Jeff Wayne’s musical version of The War of The Worlds is one of the most popular recordings of all time, selling 15 million copies around the world. Based on the classic H.G. Wells novel and originally released 30 years ago, it’s no surprise Wayne has taken the step of putting the music on stage given the huge fanbase and the opportunity to deliver a show to match the much-loved tunes. This performance filmed at the new Wembley Arena in London sees his blend of narration, live music and vocal performances, theatre and CGI visuals in action, more reminiscent of the 1953 film than Steven Spielberg’s glossy 2005 update.

Those who have heard Jeff Wayne’s rendition of The War of The Worlds will already know what to expect from the score. Kicking off with a dramatic orchestral opening, Wayne brings in synths and gritty guitar hooks as the Martians attack, then switches to more sombre vocal-led tunes to reflect the human mood as Earth is taken over by the invaders. This aspect of the musical is as you might expect: Jeff stands conducting the orchestra while guest singers perform live and act out their parts in true musical style – it’s the added extras that make the show a such a spectacle.

To retain the late Richard Burton as journalist narrator George Herbert as a live part of the show, Wayne’s team bring him to life in the form of a ten-foot high, 3D sculpted talking head that hovers over the stage.
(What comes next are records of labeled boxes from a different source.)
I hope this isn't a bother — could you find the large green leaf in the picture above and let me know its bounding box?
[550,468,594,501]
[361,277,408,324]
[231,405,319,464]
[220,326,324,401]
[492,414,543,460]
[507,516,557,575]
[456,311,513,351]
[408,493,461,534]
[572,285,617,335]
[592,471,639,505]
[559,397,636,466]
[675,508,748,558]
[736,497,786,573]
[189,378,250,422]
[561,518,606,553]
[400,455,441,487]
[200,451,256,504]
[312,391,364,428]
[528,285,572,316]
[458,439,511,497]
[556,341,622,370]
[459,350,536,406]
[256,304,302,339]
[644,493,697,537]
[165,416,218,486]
His well-spoken words, sounding much like a BBC television announcer of old, are one of the most treasured elements to the original recording and bellow out across the crowd from an 80s-looking moving graphic, lending a kitsch look matched by the rest of the visuals.

A screen at the back of the stage brings H.G. Wells’ story to life with CGI images which again have a simplistic 1980s look about them and when a 35-ft, 3-tonne Martian Fighting Machine that descends ‘from the gods’ firing Heat Rays at the audience and scanning them with its bug-like eyes, it’s more of an amusing diversion than a show-stopping experience and for all the effort that has gone into lifting this musical out of the ordinary, it never feels as cutting edge as it could be, but then that may be the point.

The 1970s synths, whimsical songs such as “Forever Autumn” and a stage production more kitsch than hi-tech give the show a real blast from the past appeal which aptly plays on the fantastical imaginings of a Martian invasion which have long been a sci-fi favourite and Wayne fans will love seeing the album performed live.

Pretty much as much as they could find to complete the package to celebrate the 30th anniversary. interviews, commentary, and exclusive behind the scenes footage. It also features a documentary into what it has taken to produce this project, a special edition of the classic HG Well’s novel from Penguin with new photography from the show and a postcard print of the new 30th Anniversary poster.